Scaling with Flame Hardening Tools

As the focused induction heating method armours arcing ball races, thus preventing heat and load-induced fractures, the flame hardening technique finds its own way into processes that harden larger curving surfaces. Vehicle axles and turbine drive shafts gain hard-as-nails toughness by passing through oxy-fuel jets, ignited flames that reach unimaginable temperatures. The heat treatment trial-by-fire regime strengthens the entire cylindrical form by rotating the component, but a quench stage also adds immersion-derived toughness to specified sections of the part.

It’s true that statically mounted structural parts bear mechanically challenging design loads, but rotating parts are located at the crux of all moving machinery. They’re the power transmitters and heat mitigators of the industrial realm, so the heat treating of spherical radius items must be attended to with diligent engineering acumen, for if one of these drive shafts or bearings were to fail, everything would come to a halt.

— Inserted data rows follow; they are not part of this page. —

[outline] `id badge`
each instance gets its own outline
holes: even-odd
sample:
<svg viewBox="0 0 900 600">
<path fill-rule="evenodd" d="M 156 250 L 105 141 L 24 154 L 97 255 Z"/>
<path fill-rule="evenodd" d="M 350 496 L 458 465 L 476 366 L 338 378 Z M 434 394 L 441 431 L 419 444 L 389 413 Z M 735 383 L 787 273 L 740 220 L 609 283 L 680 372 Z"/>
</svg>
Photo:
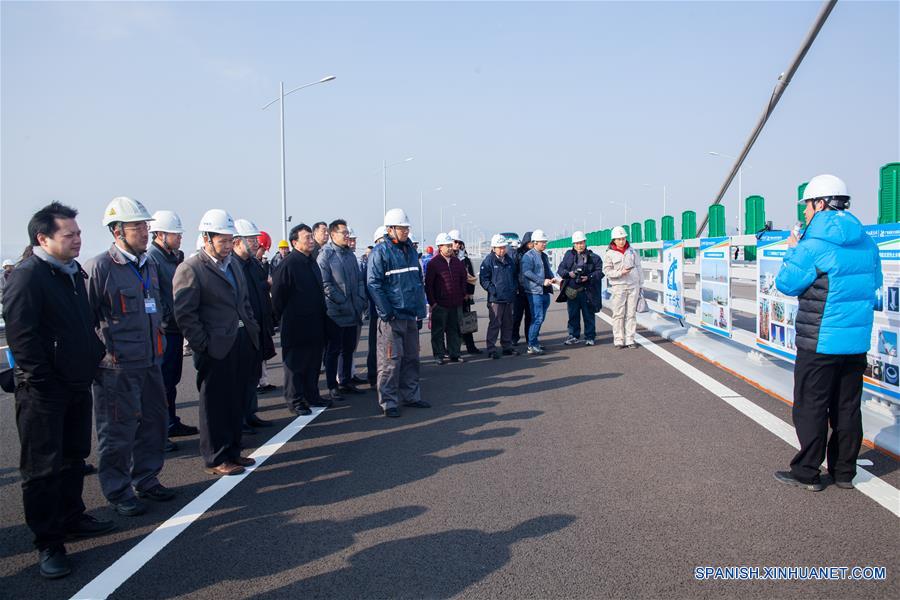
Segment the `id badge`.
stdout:
<svg viewBox="0 0 900 600">
<path fill-rule="evenodd" d="M 144 298 L 144 312 L 148 315 L 152 315 L 156 312 L 156 299 L 155 298 Z"/>
</svg>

Roughed-out Die BlockThe principal objective of this discussion is to determine the causes of distortion and residual stresses in heat treatment. That’s something of a mouthful to read out, but these attribute-skewing stress factors must be accounted for if an alloy-strengthened component is to retain dimensional and mechanical viability during its passage through a material-torturing heat treatment cycle.

Determining Causal Factors

Distortion on an alloy-hardened scale is caused by tensile and elastic deformation. A thermally active segment of the operation injects stress into one part of the object while releasing compressive tension on another section. A stress gradient forms as these competing forces fight for dominance. Stress relieving techniques neutralize such adverse effects, but, again, these methods clash with the inherited properties of the metal part as it expands and contracts.

Accounting for Microcrystalline Variations

Passage through a machining and forming station breeds uneven mechanical forces, but the shop eliminates such negative events by employing a series of stress relieving methodologies. Conversely, thermal duress occurs when the metal reaches its phase transformation point. The distortion is induced by non-uniform heating, perhaps due to a poorly configured furnace, but the structural properties of the metal also play a role. Impurities cause distortions, as do the disparate elements that form the alloy. Even the volume and geometrical complexity of the worked product influence this distortion quotient, with outer material surfaces cooling faster than the internal volume.

Heat Treatment Distortion is Unavoidable

When these structure-weakening effects are left untended, cracks may develop over time. The product is potentially dimensionally out-of-tolerance, mechanically substandard, and not finished. A diligent shop offsets distortion and residual stresses in heat treatment processing by knowing how these competing forces are generated. The facility then uses post heat treating technology to refine the part and prevent these stress-induced forces from being locked inside the product. Again, and this is worth repeating, slight effects cannot be avoided when the part is subjected to such phase transformative temperature extremes. For example, even the phase conversion of an alloy’s austenite state to its martensite form incurs volumetric change due to the fact that the latter alloy form is incrementally larger than the initial phase-transforming form.

Preheat treatment and thermal uniformity throughout the furnace does reduce material stress, but the superior option is to always incorporate a strong finishing station, a section of the facility dedicated to freeing these residual forces and straightening the component until it conforms to any and all designated design specs.